(g.s.) – A Gerusalemme moltitudini di persone ogni anno si soffermano in raccoglimento davanti al Muro Occidentale (il Kotel, anche noto come Muro del Pianto). Molti, non solo di fede ebraica, si conformano alla consuetudine di infilare tra le ampie fessure delle antiche pietre bigliettini ripiegati su cui sono scritte preghiere, lodi o richieste personali rivolte a Dio. Così hanno fatto, in occasione dei loro pellegrinaggi in Terra Santa, anche i tre ultimi papi: Giovanni Paolo II, Benedetto XVI e Francesco.
I bigliettini si accumulano e, di tanto in tanto, è necessario ripulire il muro per fare spazio ai nuovi foglietti.
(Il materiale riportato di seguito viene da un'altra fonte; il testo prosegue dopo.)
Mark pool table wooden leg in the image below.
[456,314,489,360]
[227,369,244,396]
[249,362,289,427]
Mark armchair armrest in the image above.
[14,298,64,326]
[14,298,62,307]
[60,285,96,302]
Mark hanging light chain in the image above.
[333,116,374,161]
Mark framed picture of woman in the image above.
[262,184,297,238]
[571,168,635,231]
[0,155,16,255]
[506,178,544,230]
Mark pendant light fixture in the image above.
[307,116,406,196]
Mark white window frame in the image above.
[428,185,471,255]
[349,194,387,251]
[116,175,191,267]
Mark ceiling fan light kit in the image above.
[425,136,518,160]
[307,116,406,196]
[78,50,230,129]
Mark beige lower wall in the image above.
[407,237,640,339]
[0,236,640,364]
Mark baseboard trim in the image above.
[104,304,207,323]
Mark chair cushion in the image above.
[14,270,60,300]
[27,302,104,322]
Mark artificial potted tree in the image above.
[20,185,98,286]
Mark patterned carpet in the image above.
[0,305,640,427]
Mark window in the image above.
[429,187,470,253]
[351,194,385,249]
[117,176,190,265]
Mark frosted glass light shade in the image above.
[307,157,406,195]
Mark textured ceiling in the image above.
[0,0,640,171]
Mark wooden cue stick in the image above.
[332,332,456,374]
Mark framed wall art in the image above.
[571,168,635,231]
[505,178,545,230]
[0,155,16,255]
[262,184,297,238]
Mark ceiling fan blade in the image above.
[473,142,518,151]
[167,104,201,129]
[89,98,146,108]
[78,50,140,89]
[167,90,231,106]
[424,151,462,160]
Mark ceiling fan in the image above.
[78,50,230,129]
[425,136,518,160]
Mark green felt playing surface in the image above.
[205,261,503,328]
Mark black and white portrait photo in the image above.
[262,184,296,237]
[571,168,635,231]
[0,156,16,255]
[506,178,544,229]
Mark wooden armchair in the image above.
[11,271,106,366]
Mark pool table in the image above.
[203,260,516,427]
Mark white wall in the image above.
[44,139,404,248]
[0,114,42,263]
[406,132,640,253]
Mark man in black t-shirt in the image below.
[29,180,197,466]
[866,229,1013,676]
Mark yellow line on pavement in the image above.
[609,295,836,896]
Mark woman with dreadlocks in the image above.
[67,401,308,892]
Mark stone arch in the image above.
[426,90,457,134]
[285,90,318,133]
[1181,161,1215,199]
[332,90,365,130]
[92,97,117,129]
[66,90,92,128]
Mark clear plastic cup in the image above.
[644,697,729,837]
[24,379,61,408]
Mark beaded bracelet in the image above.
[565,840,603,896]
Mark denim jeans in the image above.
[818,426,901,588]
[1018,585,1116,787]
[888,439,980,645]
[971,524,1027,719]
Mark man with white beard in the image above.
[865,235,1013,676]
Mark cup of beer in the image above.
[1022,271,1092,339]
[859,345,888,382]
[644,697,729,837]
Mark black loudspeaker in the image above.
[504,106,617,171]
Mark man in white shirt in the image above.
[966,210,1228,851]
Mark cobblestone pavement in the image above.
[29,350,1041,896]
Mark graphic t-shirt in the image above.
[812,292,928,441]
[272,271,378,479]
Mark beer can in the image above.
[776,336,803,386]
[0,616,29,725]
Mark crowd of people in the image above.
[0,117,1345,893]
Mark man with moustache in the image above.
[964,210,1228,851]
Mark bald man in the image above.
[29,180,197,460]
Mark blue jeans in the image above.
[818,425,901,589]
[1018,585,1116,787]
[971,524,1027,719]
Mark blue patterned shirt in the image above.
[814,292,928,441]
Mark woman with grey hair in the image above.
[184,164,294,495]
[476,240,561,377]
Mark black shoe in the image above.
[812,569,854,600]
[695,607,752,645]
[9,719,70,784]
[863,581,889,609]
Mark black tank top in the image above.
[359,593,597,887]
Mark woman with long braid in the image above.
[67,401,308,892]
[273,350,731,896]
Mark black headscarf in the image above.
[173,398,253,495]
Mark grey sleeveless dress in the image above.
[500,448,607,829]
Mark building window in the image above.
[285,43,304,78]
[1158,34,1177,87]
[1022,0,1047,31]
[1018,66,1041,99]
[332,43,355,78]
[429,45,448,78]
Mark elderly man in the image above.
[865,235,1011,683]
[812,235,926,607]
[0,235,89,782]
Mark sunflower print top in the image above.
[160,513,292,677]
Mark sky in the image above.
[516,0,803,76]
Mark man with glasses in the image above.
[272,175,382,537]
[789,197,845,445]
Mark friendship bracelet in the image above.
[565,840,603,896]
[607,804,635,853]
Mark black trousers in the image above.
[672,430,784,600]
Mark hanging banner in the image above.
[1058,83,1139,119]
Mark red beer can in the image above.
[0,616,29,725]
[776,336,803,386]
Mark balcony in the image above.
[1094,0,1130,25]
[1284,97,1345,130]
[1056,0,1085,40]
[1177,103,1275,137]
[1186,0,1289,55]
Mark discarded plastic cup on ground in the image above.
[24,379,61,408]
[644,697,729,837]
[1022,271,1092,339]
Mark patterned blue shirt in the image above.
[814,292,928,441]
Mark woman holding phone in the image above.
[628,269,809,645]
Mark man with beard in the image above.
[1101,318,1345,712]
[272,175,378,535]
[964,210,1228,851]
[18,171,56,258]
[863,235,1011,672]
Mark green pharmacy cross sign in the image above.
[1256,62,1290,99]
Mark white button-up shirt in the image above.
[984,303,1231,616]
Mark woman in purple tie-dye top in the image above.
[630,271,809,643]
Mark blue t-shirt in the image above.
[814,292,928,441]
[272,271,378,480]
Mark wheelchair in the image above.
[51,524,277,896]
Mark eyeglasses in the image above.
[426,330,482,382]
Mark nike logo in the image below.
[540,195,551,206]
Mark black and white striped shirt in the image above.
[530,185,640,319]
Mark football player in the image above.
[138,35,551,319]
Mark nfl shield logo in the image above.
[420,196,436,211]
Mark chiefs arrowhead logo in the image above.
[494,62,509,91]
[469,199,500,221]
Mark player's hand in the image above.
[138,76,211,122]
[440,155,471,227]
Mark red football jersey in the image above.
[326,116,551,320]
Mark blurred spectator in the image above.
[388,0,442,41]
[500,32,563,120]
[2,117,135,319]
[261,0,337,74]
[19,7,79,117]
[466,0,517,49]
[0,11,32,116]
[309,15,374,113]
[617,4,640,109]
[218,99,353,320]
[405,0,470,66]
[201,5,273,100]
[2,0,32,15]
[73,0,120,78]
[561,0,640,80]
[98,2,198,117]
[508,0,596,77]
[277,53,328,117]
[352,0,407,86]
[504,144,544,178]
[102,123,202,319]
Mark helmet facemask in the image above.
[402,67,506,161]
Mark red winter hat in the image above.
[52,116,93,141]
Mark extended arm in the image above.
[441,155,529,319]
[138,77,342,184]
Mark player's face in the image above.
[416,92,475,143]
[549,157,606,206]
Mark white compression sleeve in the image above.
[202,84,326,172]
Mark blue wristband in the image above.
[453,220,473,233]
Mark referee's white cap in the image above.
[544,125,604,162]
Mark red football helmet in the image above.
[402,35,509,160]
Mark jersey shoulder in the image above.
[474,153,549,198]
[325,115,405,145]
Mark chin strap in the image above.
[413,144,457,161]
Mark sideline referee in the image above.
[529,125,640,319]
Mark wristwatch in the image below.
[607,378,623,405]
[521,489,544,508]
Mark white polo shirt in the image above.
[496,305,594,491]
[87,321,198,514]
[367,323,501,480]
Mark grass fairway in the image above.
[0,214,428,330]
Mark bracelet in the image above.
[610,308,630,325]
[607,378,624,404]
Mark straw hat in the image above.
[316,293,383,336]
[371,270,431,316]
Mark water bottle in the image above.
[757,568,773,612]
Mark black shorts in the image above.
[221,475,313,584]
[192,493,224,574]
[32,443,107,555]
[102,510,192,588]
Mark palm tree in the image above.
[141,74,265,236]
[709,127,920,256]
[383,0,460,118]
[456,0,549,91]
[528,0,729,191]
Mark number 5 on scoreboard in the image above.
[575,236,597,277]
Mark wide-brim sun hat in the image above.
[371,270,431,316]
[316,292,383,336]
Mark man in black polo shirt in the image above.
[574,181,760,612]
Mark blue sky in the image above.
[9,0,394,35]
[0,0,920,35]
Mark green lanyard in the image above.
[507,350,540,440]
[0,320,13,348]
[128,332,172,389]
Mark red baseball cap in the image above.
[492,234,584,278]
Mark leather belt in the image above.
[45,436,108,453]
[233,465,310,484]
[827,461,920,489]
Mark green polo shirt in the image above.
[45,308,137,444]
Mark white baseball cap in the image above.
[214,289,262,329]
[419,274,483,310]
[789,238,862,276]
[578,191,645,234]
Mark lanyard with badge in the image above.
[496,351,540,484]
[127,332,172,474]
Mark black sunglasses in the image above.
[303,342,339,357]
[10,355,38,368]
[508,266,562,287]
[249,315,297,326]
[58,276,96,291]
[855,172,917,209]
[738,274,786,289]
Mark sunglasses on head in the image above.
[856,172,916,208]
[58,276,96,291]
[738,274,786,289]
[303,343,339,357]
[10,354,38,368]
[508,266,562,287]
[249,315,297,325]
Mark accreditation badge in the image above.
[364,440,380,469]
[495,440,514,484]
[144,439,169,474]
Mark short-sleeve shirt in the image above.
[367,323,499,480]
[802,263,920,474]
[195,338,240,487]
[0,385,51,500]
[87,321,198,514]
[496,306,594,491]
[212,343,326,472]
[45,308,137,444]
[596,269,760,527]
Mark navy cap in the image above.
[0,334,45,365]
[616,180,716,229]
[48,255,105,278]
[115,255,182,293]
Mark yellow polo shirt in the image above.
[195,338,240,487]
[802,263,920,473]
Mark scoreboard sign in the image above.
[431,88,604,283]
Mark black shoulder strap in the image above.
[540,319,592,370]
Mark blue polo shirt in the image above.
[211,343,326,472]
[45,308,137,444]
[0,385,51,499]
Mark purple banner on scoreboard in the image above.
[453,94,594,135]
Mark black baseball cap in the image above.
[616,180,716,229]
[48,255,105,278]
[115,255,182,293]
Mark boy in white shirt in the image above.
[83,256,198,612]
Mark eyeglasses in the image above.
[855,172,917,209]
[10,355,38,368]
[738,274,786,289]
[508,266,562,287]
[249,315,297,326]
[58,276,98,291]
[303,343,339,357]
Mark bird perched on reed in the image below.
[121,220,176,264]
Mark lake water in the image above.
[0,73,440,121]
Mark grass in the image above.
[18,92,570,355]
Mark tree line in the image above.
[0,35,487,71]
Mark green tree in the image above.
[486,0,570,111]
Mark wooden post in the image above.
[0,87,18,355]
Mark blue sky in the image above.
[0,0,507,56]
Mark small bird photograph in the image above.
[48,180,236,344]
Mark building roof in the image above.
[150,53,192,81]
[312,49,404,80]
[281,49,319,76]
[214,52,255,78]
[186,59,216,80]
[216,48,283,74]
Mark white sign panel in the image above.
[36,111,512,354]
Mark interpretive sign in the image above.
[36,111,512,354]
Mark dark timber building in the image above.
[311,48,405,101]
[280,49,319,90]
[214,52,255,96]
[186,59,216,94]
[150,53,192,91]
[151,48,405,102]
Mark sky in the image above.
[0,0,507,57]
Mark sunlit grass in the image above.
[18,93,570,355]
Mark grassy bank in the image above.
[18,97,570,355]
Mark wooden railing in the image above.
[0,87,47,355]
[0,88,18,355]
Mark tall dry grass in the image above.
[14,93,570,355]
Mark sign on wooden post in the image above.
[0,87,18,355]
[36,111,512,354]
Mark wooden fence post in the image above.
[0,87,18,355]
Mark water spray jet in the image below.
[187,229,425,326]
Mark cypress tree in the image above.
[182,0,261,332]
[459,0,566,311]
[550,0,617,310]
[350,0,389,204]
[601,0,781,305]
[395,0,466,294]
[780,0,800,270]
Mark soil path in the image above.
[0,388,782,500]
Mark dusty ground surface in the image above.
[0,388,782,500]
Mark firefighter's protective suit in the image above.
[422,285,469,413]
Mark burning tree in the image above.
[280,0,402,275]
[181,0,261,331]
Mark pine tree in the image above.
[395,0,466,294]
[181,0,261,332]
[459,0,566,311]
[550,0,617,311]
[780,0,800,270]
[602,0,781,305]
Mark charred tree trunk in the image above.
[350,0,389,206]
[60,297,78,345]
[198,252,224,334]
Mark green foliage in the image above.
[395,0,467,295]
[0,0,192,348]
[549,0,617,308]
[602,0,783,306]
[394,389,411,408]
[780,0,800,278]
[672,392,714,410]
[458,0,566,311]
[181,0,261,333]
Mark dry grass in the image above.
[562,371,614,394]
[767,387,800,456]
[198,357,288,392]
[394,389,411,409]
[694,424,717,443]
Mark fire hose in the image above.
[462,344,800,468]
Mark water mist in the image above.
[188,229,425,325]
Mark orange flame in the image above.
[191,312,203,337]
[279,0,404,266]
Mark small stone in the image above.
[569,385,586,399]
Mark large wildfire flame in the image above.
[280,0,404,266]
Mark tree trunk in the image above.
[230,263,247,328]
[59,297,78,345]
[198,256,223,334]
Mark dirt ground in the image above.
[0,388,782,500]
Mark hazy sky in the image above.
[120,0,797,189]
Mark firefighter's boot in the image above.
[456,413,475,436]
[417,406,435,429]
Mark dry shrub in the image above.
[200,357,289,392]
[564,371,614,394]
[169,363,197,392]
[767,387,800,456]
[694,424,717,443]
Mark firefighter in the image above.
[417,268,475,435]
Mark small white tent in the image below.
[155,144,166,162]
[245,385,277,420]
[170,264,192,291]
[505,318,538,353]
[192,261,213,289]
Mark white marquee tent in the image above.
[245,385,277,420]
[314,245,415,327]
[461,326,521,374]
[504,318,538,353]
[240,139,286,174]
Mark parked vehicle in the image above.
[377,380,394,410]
Sotto la supervisione di un rabbino, gli addetti sgombrano le fessure con l’aiuto di bastoni in legno (le sbarre di metallo sono bandite per non “ferire” il luogo sacro). Tutti i biglietti caduti a terra vengono poi raccolti e sepolti nel cimitero ebraico sul Monte degli Ulivi.
L’operazione si ripete due volte l’anno: alla vigilia della festa di Rosh HaShanà (il Capodanno ebraico) e nei giorni che precedono la solennità di Pesach (Pasqua).
Quel che resta del Muro occidentale – alla base dell’odierna Spianata delle Moschee, ove sorgeva il secondo Tempio giudaico, distrutto dai romani nel 70 d.C. – misura 488 metri di lunghezza. Gran parte si trova nel sottosuolo. La porzione all’aperto, adibita alla preghiera pubblica nell’ampio piazzale, è lunga circa 50 metri e alta 19.